ECLI:NL:RBSGR:2002:AE6077
Rechtbank 's-Gravenhage
- Eerste aanleg - meervoudig
- E. Timmermans
- J.Th. Drop
- A.S.I. van Delden
- Rechtspraak.nl
Vrijspraak van verdachte in strafzaak met complexe bewijsvoering en verweer omtrent schending van rechten
In deze strafzaak, behandeld door de Rechtbank 's-Gravenhage op 1 augustus 2002, stond de verdachte, geboren in Marokko en thans gedetineerd in Breda, terecht op beschuldiging van meerdere strafbare feiten. De officier van justitie, mr. Vos, eiste een gevangenisstraf van 10 jaar, maar de verdediging voerde aan dat er sprake was van schending van de rechten van de verdachte tijdens de opsporing. De verdediging stelde dat de verdachte, die als zwakbegaafd werd gekarakteriseerd, niet adequaat was geïnformeerd over zijn rechten en dat er belangrijke ontlastende bewijsmaterialen waren onthouden.
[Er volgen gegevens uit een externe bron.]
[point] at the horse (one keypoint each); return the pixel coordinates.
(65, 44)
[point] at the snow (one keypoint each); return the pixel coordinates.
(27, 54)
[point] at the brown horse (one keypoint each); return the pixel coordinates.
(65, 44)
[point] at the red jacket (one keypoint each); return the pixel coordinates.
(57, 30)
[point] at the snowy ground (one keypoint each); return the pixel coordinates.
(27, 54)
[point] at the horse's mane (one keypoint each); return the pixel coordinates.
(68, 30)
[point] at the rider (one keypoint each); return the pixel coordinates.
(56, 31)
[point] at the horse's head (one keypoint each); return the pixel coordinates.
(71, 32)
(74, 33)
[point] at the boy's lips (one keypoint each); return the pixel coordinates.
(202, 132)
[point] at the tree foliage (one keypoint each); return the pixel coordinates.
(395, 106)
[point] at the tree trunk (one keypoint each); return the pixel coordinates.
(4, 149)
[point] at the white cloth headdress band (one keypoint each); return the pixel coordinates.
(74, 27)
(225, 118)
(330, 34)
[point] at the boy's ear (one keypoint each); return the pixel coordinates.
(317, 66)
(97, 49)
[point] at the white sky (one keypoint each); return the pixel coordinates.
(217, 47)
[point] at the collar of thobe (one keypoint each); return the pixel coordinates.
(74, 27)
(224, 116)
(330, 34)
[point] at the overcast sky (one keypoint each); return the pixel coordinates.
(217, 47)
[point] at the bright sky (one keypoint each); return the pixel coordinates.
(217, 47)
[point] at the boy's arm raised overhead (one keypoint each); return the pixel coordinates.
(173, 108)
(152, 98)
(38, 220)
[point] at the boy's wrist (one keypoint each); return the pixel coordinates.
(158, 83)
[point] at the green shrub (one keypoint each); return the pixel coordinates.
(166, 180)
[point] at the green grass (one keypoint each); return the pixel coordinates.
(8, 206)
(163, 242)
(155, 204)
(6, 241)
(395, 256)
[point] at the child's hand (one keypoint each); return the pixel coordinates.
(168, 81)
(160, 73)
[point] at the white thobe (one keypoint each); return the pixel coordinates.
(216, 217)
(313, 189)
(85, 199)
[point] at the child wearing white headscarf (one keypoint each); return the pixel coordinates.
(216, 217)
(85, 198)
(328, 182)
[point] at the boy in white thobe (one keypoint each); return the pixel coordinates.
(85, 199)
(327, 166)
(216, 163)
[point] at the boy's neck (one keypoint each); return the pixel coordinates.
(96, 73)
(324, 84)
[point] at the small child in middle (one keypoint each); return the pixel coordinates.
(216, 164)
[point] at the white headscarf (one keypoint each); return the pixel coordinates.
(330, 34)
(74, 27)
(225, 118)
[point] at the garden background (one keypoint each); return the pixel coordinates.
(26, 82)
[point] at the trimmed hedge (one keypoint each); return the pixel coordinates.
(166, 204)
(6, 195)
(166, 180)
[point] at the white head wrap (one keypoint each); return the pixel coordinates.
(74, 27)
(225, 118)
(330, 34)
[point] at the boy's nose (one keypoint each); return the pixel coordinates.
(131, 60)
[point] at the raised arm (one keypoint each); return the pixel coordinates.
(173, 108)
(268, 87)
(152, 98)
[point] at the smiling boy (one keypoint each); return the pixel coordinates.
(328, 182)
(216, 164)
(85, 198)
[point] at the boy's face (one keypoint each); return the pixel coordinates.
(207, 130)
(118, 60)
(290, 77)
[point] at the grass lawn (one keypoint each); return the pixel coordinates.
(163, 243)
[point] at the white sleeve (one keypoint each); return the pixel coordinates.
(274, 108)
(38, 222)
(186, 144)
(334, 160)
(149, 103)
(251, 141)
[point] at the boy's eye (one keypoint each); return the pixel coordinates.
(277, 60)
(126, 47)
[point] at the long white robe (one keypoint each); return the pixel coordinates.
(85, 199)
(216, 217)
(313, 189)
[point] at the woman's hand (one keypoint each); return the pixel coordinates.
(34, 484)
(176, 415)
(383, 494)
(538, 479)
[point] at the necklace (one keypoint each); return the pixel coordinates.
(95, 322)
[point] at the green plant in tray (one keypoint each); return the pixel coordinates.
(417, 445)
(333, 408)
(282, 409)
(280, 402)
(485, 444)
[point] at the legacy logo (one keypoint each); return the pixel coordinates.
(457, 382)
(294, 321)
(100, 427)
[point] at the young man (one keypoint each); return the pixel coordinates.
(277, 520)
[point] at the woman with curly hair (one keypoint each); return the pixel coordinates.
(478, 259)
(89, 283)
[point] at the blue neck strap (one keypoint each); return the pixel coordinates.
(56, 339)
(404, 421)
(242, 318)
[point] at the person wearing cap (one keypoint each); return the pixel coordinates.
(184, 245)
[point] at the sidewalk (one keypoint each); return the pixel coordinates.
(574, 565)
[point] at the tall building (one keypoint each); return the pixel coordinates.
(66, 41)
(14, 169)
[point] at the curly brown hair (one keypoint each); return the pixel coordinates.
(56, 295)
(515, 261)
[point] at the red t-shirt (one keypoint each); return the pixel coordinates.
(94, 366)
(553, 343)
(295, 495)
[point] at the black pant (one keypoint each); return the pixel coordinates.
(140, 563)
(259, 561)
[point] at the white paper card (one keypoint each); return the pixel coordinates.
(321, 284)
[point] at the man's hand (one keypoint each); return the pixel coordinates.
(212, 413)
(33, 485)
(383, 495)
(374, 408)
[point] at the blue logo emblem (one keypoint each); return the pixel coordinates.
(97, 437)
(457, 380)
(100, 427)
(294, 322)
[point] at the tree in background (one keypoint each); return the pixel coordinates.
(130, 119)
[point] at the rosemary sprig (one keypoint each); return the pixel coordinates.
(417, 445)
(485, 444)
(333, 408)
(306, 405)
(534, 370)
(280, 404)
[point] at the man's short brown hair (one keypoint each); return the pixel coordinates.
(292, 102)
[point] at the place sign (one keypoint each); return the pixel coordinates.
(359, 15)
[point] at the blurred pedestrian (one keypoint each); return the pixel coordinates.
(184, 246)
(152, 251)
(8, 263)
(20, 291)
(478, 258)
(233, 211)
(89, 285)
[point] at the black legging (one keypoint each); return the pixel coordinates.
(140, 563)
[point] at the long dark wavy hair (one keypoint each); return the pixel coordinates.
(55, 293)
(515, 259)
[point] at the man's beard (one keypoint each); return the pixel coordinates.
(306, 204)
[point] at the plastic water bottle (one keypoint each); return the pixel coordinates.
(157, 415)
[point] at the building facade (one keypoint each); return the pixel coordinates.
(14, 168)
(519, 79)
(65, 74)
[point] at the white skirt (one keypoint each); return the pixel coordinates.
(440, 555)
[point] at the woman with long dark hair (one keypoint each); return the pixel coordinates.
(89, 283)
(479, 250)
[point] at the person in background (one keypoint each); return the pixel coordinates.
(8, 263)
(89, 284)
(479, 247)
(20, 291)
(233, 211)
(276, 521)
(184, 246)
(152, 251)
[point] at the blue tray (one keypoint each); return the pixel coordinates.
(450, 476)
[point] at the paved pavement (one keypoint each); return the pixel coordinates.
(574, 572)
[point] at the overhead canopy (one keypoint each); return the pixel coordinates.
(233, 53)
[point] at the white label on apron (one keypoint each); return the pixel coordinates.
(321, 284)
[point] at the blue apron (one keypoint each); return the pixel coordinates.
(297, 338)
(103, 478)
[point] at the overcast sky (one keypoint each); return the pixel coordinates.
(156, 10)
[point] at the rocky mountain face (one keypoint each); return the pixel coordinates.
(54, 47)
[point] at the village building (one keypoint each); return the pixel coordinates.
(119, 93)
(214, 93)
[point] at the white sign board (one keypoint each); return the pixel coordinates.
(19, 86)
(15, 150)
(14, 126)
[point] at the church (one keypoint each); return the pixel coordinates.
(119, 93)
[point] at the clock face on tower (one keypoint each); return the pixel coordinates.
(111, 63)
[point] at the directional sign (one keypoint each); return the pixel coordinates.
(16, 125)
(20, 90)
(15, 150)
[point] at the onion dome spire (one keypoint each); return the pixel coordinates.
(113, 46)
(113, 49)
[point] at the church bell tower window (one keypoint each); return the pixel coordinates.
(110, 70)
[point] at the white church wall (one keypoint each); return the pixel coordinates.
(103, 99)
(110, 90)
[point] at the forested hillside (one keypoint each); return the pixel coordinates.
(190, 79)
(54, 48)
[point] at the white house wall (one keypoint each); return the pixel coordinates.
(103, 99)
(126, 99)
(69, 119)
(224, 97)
De rechtbank overwoog dat de verdachte niet voldoende bewijs had geleverd voor zijn betrokkenheid bij de delicten, en dat de verklaringen van de verdachte inconsistent waren en niet ondersteund door andere bewijsmiddelen. De rechtbank oordeelde dat de verdachte niet wettig en overtuigend kon worden bewezen dat hij de hem ten laste gelegde feiten had begaan. Daarom sprak de rechtbank de verdachte vrij van alle beschuldigingen en hevelde het bevel tot voorlopige hechtenis op. Tevens werd er een beslissing genomen over de teruggave van inbeslaggenomen voorwerpen aan verschillende rechthebbenden, waaronder de ouders van het slachtoffer en diverse banken.